Kekel chamou a jovem de São Vicente (SP), para o estúdio com o DJ RD (que também tem outra faixa em alta nas paradas hoje:"Só quer vrau", paródia da canção italiana da trilha da série "La casa de papel"). Foi RD que deu a forma final, dois anos depois, a "Amor de verdade".
Não foi só questão de achar as pessoas certas. Foi a hora certa: o funk de SP tem cada vez mais espaço para o romantismo. Outro hit atual é "Tem café", com Gaab e Hariel, também melodiosa, mas ainda com espaço para a letra picante. "Amor de verdade" fica só com o romantismo mesmo, sem palavrão.
"O funk tem seus momentos. Já teve época de todo mundo revoltado, todo mundo solteiro. Em 2016 o funk melody não estava em alta, era mais a putaria mesmo. E agora o romantismo pegou todo mundo de surpresa", explica Kekel.
Sentindo o bom momento, ele investiu na música: "Comecei a encher o saco do Kond (o diretor de clipes Kondzilla), atropelei o calendário dele para gravar logo", diz Kekel. Foi o diretor que deu a ideia de mudar o título da faixa para "Amor de verdade" ("um nome mais responsa", diz Kekel).

Crianças adultas

As trajetórias de Kekel e Rita antes de "Amor de verdade" têm uma coincidência: ambos ficaram sem o pai e a mãe na adolescência, e tiveram que se virar sozinhos em casa.
Aos 14 anos, Rita teve que cuidar dos quatro irmãos mais novos, pois a mãe e o pai abandonaram a casa. Ela diz que presenciava brigas e ameaças. A mãe só voltou dois anos depois - se casou de novo e hoje Rita, aos 18 anos, mora com ela, os irmãos e o padrasto.
Entre os 14 e os 16, quando virou "mãe" dos irmãos, Rita se afastou da música e teve que sair da escola. Aos 10, ela tinha começado a cantar em uma igreja evangélica. "Falaram que eu tinha o dom de Deus para cantar", ela lembra. Ela se espelhava na cantora gospel Bruna Karla.
Após o alívio do retorno da mãe, a voz de Rita de Cassia da Silva Nascimento foi descoberta por produtores de funk, e assim ela virou MC Rita.
Kekel também ficou sozinho aos 16 anos, quando a mãe teve um AVC e morreu. O pai não era presente. A irmã, um ano mais velha, cuidava da casa, e Kekel trabalhava fora: foi servente de pedreiro, estoquista e porteiro. "Era só nós dois", lembra.

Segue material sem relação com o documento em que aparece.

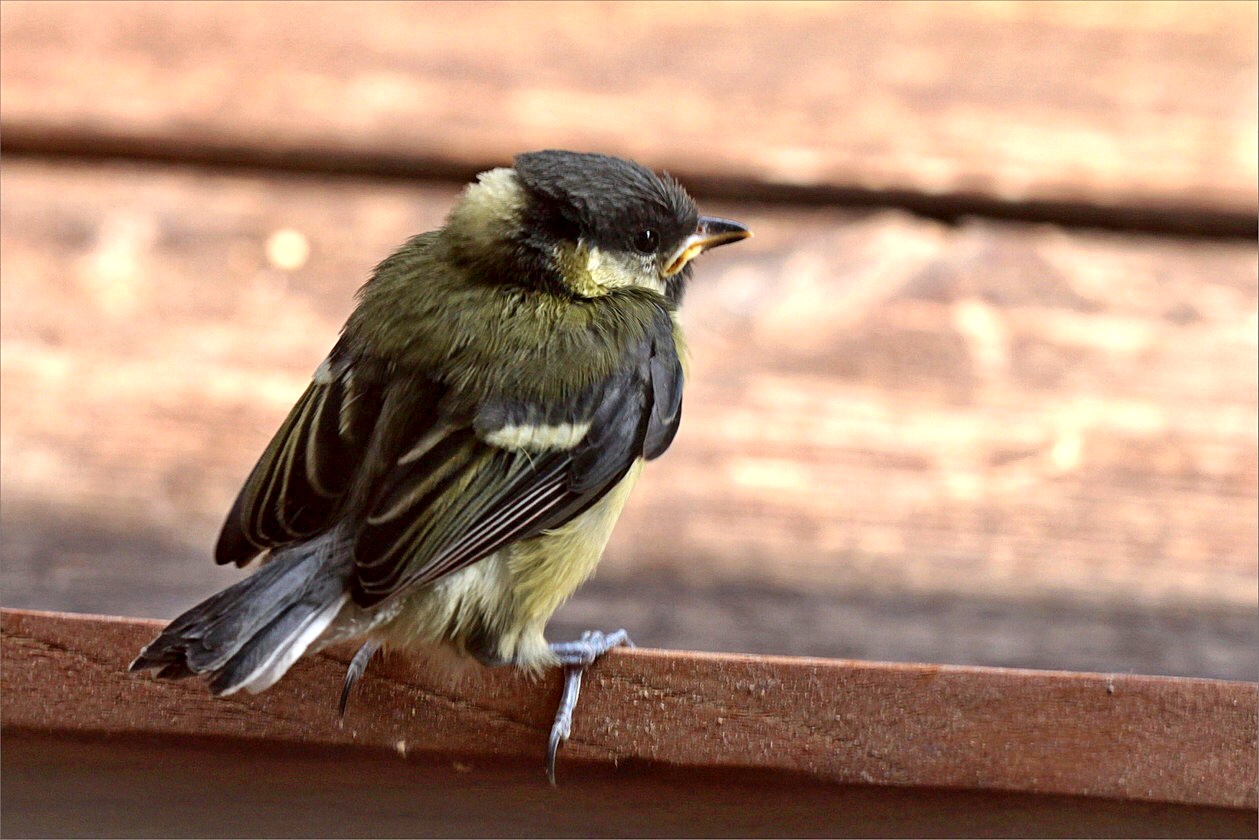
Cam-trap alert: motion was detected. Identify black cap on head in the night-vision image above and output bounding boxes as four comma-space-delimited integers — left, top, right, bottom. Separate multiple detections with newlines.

Claudinho, Buchecha e Ferrugem

Hoje, Kekel se prepara para lançar um funk com Ludmilla e um reggaeton bilíngue, com um cantor latino famoso ("Quem?" "Não lembro o nome"). Mas sua principal referência na música continua sendo o funk melody de Claudinho e Buchecha.
Enquanto o colega assume a dupla personalidade artística, Rita quer investir no só romantismo "light" mesmo. Além de Bruna Karla, ela gosta de ouvir Marília Mendonça.
"Funk putaria eu não gosto não. Acho que Deus me deu um dom, e eu não gosto de apelar para a sexualidade", ela diz.
Entre os músicos que os dois admiram, o único em comum é o pagodeiro Ferrugem (mais um sinal da "pagodização" do funk).
Kekel tenta explicar a mistura de gêneros e solta uma frase com a mesma espontaneidade de um batuque no armário: "Todo tipo de música é bom.